Mapping expression patterns on a gene phylogeny assists in evolutionary analyses, as a shared expression pattern by multiple members of a clade provides a hypothesis for the expression pattern of the common ancestor of that clade. The notable example of this is in the NAC TF family. A large ES-enriched clade includes duplicate genes from the ancestral maize allotetraploidization, as well as from older expansions of this gene family. In other cases, conserved genes with shared female gametophyte expression are part of a tandem cluster of genes with high similarity, suggesting more recent family expansion. This is seen for clusters of genes in the DEFL and EAL gene families, in which most or all of the genes in the cluster are expressed in the embryo sac. In fact, based on the phylogenetic analyses, the enrichment for female gametophyte expression of these families is apparently largely driven by expansion through tandem duplication. In some cases these tandem arrays are present in multiple grass lineages, as suggested by the maize EA1 and EAL1 genes being less similar to each other than to their rice homologs, which are also present as tandem duplications. In support of this hypothesis, the only one of the three rice EA1/EAL1 genes in the cluster that was assayed by microarray hybridization was expressed in both the egg and synergids, supporting the model that gametophyte expression of these genes reflects shared ancestral gene regulation .

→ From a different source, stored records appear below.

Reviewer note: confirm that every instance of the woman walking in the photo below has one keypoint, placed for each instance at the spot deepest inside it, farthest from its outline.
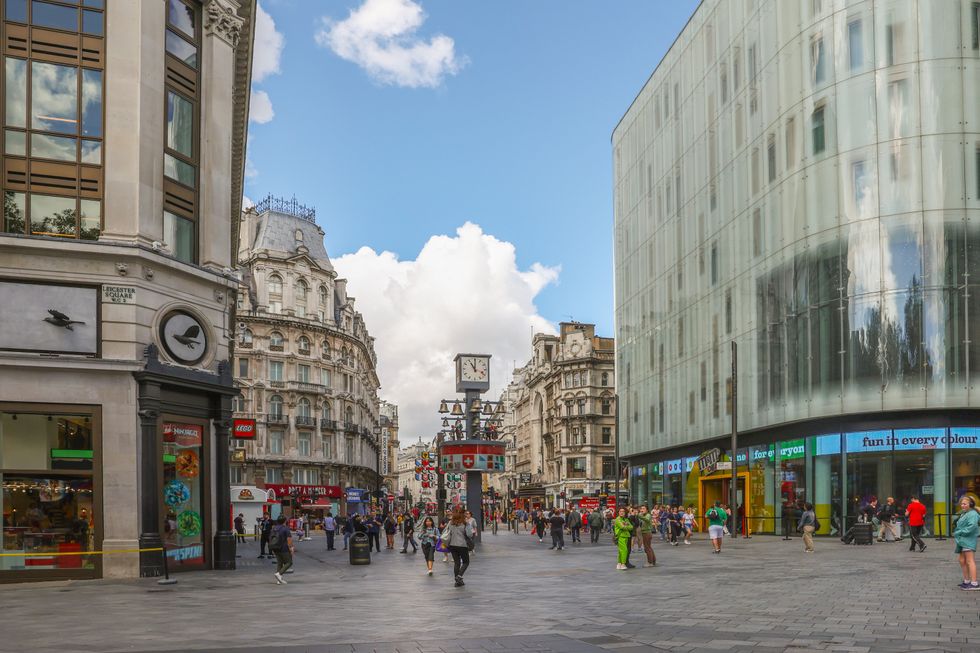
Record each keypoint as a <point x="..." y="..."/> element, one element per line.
<point x="807" y="526"/>
<point x="965" y="531"/>
<point x="427" y="537"/>
<point x="457" y="537"/>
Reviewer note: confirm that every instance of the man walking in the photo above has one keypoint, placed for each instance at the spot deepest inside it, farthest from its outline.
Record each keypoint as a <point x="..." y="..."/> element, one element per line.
<point x="330" y="528"/>
<point x="915" y="512"/>
<point x="575" y="524"/>
<point x="595" y="524"/>
<point x="408" y="534"/>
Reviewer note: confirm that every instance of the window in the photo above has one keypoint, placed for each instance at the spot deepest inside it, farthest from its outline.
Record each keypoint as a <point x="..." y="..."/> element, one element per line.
<point x="53" y="112"/>
<point x="855" y="47"/>
<point x="817" y="120"/>
<point x="276" y="370"/>
<point x="818" y="61"/>
<point x="181" y="152"/>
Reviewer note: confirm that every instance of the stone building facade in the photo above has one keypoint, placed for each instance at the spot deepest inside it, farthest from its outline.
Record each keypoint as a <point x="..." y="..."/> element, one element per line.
<point x="305" y="362"/>
<point x="122" y="180"/>
<point x="563" y="402"/>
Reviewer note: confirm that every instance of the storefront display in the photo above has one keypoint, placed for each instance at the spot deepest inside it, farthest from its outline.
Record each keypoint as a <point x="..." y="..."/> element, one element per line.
<point x="48" y="500"/>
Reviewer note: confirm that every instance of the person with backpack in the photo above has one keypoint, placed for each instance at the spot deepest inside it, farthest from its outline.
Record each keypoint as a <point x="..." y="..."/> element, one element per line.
<point x="716" y="525"/>
<point x="808" y="525"/>
<point x="281" y="545"/>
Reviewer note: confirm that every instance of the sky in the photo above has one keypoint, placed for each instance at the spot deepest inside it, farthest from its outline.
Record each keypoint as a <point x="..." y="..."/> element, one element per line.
<point x="458" y="157"/>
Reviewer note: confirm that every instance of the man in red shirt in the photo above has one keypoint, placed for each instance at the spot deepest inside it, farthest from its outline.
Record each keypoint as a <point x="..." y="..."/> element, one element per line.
<point x="916" y="512"/>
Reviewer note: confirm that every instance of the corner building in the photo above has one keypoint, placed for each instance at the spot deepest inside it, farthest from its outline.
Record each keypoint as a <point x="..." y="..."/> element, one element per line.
<point x="802" y="177"/>
<point x="123" y="157"/>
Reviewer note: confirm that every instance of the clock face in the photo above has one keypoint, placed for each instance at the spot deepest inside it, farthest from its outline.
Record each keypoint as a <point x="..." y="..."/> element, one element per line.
<point x="184" y="337"/>
<point x="474" y="369"/>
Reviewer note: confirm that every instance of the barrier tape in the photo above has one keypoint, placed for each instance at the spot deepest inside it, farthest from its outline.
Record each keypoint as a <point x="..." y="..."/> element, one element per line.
<point x="76" y="553"/>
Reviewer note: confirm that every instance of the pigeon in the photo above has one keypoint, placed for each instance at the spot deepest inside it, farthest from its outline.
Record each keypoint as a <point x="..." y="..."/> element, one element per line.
<point x="188" y="337"/>
<point x="59" y="319"/>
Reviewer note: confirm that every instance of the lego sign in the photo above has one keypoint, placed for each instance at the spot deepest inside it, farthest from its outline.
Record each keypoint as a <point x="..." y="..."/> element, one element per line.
<point x="243" y="429"/>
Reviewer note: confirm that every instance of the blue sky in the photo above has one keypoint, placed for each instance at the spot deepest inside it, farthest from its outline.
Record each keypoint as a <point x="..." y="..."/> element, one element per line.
<point x="516" y="139"/>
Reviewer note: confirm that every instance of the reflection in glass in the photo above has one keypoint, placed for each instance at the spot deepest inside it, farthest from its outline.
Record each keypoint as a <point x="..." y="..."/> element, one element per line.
<point x="59" y="148"/>
<point x="14" y="143"/>
<point x="181" y="49"/>
<point x="91" y="219"/>
<point x="53" y="216"/>
<point x="91" y="102"/>
<point x="180" y="124"/>
<point x="13" y="212"/>
<point x="15" y="88"/>
<point x="54" y="98"/>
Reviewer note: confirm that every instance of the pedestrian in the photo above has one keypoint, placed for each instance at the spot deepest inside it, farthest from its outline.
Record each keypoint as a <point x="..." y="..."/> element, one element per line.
<point x="408" y="534"/>
<point x="281" y="544"/>
<point x="557" y="530"/>
<point x="915" y="513"/>
<point x="391" y="527"/>
<point x="330" y="528"/>
<point x="646" y="535"/>
<point x="265" y="531"/>
<point x="596" y="522"/>
<point x="427" y="537"/>
<point x="240" y="528"/>
<point x="623" y="532"/>
<point x="716" y="525"/>
<point x="966" y="529"/>
<point x="458" y="538"/>
<point x="807" y="525"/>
<point x="575" y="524"/>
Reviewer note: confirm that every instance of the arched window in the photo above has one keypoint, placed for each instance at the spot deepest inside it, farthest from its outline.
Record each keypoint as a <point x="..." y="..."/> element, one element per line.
<point x="275" y="406"/>
<point x="303" y="408"/>
<point x="275" y="284"/>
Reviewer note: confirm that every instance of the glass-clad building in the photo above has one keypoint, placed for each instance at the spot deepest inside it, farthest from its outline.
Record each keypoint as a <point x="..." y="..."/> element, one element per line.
<point x="802" y="178"/>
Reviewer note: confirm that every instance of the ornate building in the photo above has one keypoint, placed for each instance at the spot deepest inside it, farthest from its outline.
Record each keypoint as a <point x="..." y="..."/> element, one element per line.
<point x="563" y="402"/>
<point x="305" y="364"/>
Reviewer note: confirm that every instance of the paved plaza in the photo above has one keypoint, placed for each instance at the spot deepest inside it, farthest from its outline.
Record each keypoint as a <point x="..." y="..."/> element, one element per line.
<point x="761" y="594"/>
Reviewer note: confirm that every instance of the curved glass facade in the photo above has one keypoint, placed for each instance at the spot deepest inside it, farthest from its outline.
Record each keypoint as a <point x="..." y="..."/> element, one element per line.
<point x="801" y="177"/>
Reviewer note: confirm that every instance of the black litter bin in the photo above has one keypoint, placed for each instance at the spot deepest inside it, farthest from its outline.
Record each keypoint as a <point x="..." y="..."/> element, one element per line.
<point x="360" y="549"/>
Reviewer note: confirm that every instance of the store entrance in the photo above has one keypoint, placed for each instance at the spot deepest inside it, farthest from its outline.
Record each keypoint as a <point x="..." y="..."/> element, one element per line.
<point x="718" y="488"/>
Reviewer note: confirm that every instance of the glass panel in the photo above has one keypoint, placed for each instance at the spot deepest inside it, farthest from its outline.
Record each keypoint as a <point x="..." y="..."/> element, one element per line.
<point x="59" y="148"/>
<point x="53" y="216"/>
<point x="183" y="527"/>
<point x="92" y="152"/>
<point x="91" y="102"/>
<point x="178" y="233"/>
<point x="13" y="212"/>
<point x="92" y="22"/>
<point x="182" y="17"/>
<point x="54" y="98"/>
<point x="180" y="124"/>
<point x="181" y="49"/>
<point x="56" y="16"/>
<point x="16" y="10"/>
<point x="91" y="220"/>
<point x="16" y="92"/>
<point x="15" y="143"/>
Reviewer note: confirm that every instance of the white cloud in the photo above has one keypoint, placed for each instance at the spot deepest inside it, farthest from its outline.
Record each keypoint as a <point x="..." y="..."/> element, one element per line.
<point x="381" y="37"/>
<point x="260" y="107"/>
<point x="462" y="293"/>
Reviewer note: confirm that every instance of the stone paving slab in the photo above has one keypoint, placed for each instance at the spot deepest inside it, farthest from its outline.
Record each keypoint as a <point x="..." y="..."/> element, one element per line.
<point x="761" y="594"/>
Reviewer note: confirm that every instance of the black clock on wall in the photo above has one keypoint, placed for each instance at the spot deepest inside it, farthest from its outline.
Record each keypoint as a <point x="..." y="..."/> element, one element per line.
<point x="184" y="337"/>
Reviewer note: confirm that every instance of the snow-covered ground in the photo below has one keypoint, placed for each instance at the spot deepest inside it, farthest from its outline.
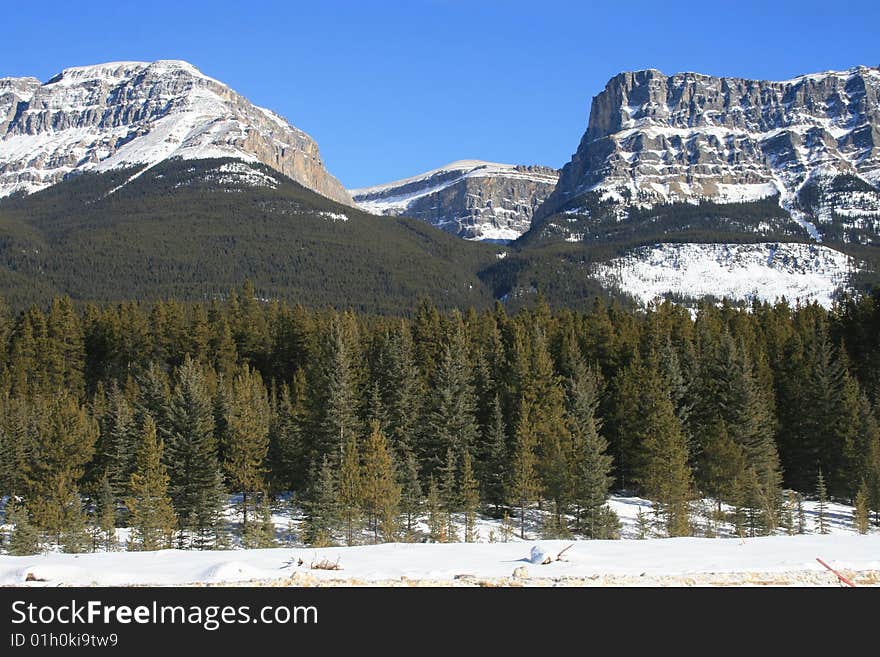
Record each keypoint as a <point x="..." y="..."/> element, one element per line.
<point x="765" y="271"/>
<point x="727" y="560"/>
<point x="791" y="559"/>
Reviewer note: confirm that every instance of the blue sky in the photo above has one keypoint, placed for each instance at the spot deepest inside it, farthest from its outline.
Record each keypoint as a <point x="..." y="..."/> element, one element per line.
<point x="390" y="89"/>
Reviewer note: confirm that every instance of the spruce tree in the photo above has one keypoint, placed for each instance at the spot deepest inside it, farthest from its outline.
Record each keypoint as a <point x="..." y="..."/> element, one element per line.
<point x="338" y="408"/>
<point x="822" y="508"/>
<point x="643" y="524"/>
<point x="592" y="464"/>
<point x="524" y="485"/>
<point x="434" y="507"/>
<point x="664" y="473"/>
<point x="801" y="515"/>
<point x="64" y="442"/>
<point x="449" y="494"/>
<point x="190" y="454"/>
<point x="451" y="421"/>
<point x="861" y="513"/>
<point x="260" y="534"/>
<point x="25" y="538"/>
<point x="322" y="509"/>
<point x="105" y="515"/>
<point x="410" y="490"/>
<point x="349" y="487"/>
<point x="117" y="441"/>
<point x="380" y="493"/>
<point x="494" y="461"/>
<point x="151" y="513"/>
<point x="248" y="427"/>
<point x="470" y="498"/>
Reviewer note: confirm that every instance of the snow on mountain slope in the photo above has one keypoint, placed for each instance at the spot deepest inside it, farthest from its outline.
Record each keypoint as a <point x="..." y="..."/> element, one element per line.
<point x="122" y="114"/>
<point x="654" y="139"/>
<point x="471" y="198"/>
<point x="765" y="271"/>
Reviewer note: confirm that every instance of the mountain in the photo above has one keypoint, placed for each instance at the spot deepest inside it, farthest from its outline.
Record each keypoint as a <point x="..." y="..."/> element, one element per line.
<point x="135" y="115"/>
<point x="469" y="198"/>
<point x="810" y="145"/>
<point x="194" y="229"/>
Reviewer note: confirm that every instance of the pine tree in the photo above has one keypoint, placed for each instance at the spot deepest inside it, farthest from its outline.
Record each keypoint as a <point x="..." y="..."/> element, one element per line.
<point x="248" y="426"/>
<point x="380" y="493"/>
<point x="449" y="495"/>
<point x="149" y="504"/>
<point x="260" y="534"/>
<point x="25" y="538"/>
<point x="788" y="510"/>
<point x="545" y="393"/>
<point x="434" y="506"/>
<point x="105" y="515"/>
<point x="349" y="487"/>
<point x="801" y="515"/>
<point x="643" y="524"/>
<point x="592" y="464"/>
<point x="338" y="410"/>
<point x="117" y="441"/>
<point x="524" y="484"/>
<point x="64" y="442"/>
<point x="323" y="508"/>
<point x="861" y="513"/>
<point x="470" y="498"/>
<point x="822" y="509"/>
<point x="191" y="454"/>
<point x="493" y="472"/>
<point x="451" y="421"/>
<point x="663" y="472"/>
<point x="410" y="490"/>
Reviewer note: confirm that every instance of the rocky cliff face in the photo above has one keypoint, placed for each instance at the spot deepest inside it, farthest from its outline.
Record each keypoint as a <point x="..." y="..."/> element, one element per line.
<point x="136" y="113"/>
<point x="470" y="198"/>
<point x="655" y="139"/>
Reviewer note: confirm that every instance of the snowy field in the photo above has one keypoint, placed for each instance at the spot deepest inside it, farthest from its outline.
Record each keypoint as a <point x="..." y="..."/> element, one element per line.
<point x="768" y="560"/>
<point x="723" y="561"/>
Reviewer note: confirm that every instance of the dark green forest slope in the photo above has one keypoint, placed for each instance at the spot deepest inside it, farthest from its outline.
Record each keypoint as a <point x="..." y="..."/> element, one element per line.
<point x="186" y="230"/>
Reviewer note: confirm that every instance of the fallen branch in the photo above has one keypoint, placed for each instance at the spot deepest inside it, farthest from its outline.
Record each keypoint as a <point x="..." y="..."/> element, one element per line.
<point x="325" y="564"/>
<point x="842" y="578"/>
<point x="559" y="556"/>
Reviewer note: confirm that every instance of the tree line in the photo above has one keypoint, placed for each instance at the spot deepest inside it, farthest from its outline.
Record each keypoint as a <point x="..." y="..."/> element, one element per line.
<point x="149" y="415"/>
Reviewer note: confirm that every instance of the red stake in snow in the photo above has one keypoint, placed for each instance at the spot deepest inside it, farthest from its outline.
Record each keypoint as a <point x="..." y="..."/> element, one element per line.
<point x="843" y="579"/>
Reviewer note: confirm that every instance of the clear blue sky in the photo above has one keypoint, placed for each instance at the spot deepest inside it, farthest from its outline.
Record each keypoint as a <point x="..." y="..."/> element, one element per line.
<point x="390" y="89"/>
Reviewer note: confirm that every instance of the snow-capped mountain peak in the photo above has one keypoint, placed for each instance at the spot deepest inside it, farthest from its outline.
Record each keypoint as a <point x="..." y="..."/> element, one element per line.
<point x="471" y="198"/>
<point x="121" y="114"/>
<point x="654" y="139"/>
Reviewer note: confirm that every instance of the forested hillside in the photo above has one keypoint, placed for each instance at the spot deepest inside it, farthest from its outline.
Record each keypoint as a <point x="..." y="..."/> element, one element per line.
<point x="148" y="414"/>
<point x="193" y="229"/>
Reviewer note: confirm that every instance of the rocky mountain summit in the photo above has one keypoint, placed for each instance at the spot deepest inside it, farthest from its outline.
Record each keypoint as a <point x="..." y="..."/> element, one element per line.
<point x="470" y="198"/>
<point x="123" y="114"/>
<point x="812" y="141"/>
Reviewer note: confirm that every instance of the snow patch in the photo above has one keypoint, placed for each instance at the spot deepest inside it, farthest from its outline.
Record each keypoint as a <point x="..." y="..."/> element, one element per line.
<point x="764" y="271"/>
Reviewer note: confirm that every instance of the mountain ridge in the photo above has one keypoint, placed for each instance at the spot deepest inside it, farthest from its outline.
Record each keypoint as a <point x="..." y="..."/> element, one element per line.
<point x="474" y="199"/>
<point x="130" y="113"/>
<point x="653" y="139"/>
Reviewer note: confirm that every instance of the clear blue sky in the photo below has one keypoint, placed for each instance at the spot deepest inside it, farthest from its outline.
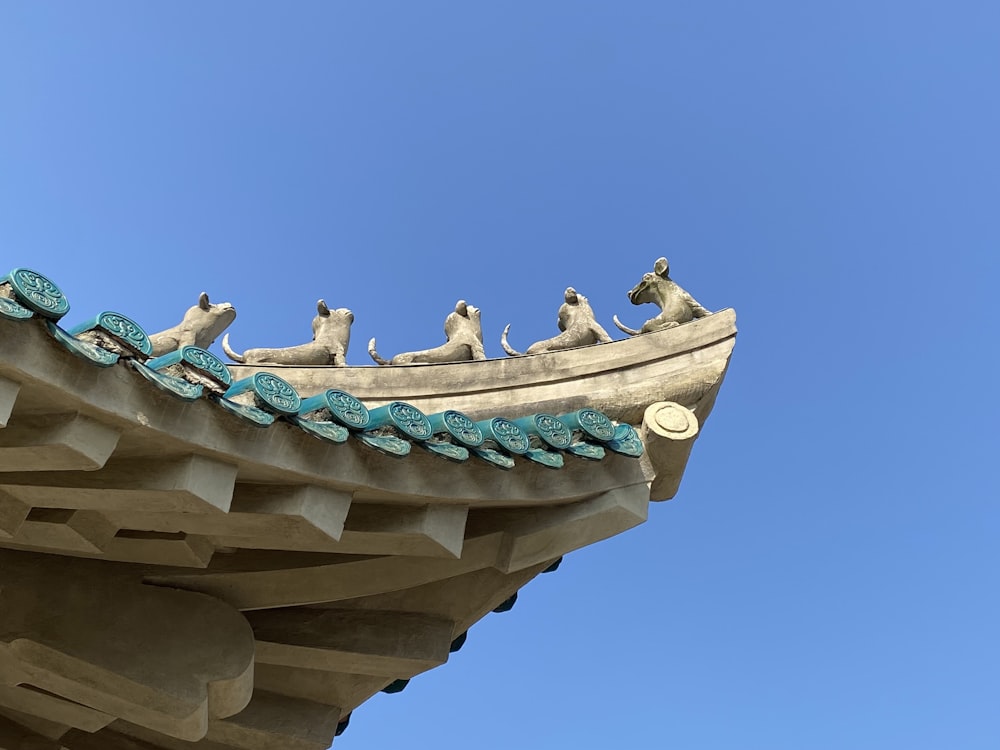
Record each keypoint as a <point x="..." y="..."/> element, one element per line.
<point x="828" y="575"/>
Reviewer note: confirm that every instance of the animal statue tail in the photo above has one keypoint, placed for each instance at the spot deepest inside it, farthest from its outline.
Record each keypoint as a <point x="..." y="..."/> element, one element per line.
<point x="626" y="329"/>
<point x="229" y="352"/>
<point x="507" y="347"/>
<point x="375" y="355"/>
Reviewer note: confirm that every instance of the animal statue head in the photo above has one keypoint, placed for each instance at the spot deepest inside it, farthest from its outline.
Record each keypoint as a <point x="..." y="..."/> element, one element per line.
<point x="331" y="337"/>
<point x="576" y="321"/>
<point x="200" y="326"/>
<point x="464" y="331"/>
<point x="649" y="288"/>
<point x="676" y="305"/>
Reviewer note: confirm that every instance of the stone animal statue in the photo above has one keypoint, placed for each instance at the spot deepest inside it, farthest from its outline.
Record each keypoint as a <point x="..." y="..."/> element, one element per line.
<point x="676" y="305"/>
<point x="465" y="341"/>
<point x="201" y="326"/>
<point x="577" y="323"/>
<point x="331" y="335"/>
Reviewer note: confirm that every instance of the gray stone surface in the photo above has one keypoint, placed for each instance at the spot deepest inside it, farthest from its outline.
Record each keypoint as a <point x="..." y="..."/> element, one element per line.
<point x="200" y="326"/>
<point x="576" y="321"/>
<point x="464" y="331"/>
<point x="676" y="305"/>
<point x="331" y="337"/>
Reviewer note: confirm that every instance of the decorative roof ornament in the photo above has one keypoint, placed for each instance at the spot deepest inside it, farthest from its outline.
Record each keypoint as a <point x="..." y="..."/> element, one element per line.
<point x="676" y="305"/>
<point x="464" y="330"/>
<point x="331" y="337"/>
<point x="200" y="327"/>
<point x="576" y="321"/>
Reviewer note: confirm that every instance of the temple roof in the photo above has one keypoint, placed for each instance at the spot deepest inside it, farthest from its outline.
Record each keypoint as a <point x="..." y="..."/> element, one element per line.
<point x="308" y="535"/>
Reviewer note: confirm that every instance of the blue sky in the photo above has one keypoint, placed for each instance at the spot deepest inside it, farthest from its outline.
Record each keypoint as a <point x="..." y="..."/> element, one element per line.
<point x="828" y="575"/>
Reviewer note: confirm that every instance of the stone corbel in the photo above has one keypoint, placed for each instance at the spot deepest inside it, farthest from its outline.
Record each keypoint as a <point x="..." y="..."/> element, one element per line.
<point x="668" y="432"/>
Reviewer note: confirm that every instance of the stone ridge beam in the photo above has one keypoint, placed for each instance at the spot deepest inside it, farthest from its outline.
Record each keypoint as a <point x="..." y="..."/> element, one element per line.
<point x="13" y="512"/>
<point x="261" y="581"/>
<point x="63" y="530"/>
<point x="16" y="736"/>
<point x="106" y="740"/>
<point x="668" y="432"/>
<point x="277" y="721"/>
<point x="8" y="395"/>
<point x="533" y="536"/>
<point x="56" y="442"/>
<point x="32" y="701"/>
<point x="283" y="517"/>
<point x="390" y="644"/>
<point x="192" y="484"/>
<point x="431" y="530"/>
<point x="422" y="531"/>
<point x="196" y="653"/>
<point x="348" y="691"/>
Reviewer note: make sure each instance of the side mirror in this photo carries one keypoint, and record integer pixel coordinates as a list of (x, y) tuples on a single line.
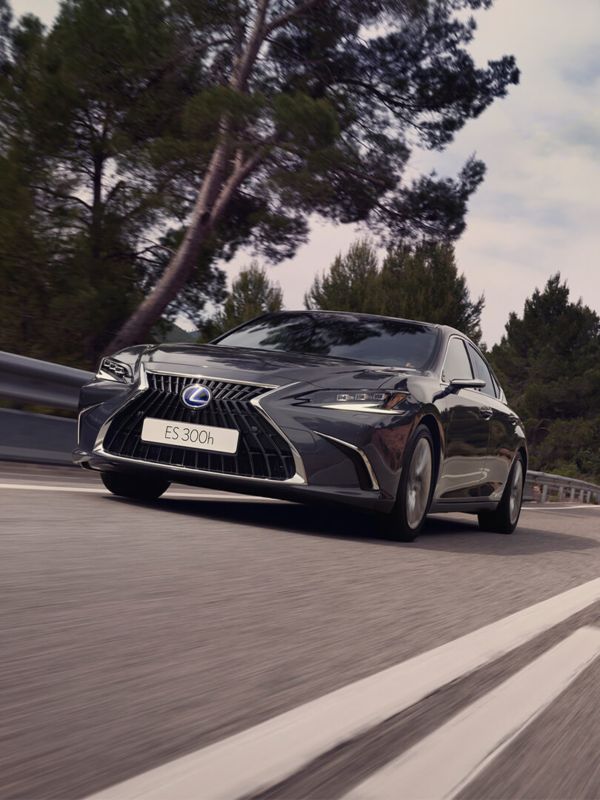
[(466, 383)]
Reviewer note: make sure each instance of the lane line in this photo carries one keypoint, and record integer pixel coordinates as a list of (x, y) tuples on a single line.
[(560, 508), (39, 487), (265, 754), (443, 763)]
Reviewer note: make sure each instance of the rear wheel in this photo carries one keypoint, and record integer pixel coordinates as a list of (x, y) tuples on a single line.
[(506, 517), (415, 489), (146, 487)]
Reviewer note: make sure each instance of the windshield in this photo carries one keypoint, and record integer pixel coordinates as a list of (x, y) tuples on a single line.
[(372, 340)]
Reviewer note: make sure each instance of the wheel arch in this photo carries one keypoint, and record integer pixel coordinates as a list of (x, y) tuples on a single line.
[(433, 425)]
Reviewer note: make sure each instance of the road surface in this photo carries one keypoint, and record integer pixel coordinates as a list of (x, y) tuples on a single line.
[(134, 637)]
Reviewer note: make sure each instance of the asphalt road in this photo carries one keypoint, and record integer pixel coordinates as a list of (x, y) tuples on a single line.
[(133, 634)]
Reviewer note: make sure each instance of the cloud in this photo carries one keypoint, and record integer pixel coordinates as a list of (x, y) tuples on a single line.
[(538, 209)]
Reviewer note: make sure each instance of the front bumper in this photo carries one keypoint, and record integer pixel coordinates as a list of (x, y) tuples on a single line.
[(346, 457)]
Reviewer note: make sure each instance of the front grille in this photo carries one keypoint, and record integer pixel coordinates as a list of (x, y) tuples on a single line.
[(262, 451)]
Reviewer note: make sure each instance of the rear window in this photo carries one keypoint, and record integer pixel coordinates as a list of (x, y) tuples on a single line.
[(372, 340)]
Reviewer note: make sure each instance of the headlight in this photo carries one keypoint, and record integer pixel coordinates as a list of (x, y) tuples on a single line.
[(113, 369), (378, 402)]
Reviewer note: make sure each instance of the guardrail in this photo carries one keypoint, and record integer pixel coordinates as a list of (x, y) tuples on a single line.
[(40, 437), (543, 487), (40, 383)]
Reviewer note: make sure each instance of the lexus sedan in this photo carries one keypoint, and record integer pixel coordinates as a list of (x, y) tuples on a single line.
[(401, 418)]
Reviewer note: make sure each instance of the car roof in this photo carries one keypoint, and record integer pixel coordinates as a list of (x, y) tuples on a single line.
[(325, 312)]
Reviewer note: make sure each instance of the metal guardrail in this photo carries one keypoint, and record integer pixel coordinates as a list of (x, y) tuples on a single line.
[(542, 487), (40, 437), (40, 383)]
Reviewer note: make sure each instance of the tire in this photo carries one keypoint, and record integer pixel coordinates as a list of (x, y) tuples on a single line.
[(506, 516), (144, 487), (415, 489)]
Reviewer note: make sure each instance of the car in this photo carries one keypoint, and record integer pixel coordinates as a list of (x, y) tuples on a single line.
[(397, 417)]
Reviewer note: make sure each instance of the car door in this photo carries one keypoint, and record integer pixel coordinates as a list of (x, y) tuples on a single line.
[(503, 436), (466, 426)]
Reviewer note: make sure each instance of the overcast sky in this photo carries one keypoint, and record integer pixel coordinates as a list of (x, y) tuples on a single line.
[(538, 210)]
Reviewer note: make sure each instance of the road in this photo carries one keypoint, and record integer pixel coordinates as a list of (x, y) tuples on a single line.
[(133, 635)]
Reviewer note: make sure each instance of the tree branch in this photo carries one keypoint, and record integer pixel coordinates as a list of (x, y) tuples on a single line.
[(283, 19)]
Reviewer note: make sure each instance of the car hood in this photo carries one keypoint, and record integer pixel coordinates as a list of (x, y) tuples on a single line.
[(267, 367)]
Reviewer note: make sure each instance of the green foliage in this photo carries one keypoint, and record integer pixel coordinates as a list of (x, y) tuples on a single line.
[(252, 294), (351, 284), (419, 282), (109, 121), (90, 117), (549, 364)]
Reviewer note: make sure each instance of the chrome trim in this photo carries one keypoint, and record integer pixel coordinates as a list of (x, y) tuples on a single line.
[(142, 386), (298, 478), (202, 376), (358, 451), (359, 408)]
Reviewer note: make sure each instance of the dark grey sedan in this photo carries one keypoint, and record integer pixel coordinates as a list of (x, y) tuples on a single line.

Analysis of mutants and mutant frequencies show that genes significantly enriched in the gametophyte transcriptomes are more likely to be required in the gametophyte than other genes. Mutant frequencies and transmission rates confirm that gametophyte-enriched expression is predictive of a requirement for gametophyte function without making additional accommodations for genetic redundancy. Consequently, the entire transcriptomic dataset is expected to prove useful for identification of candidates for gametophyte mutants, as well as for additional broader analysis of gametophyte functions.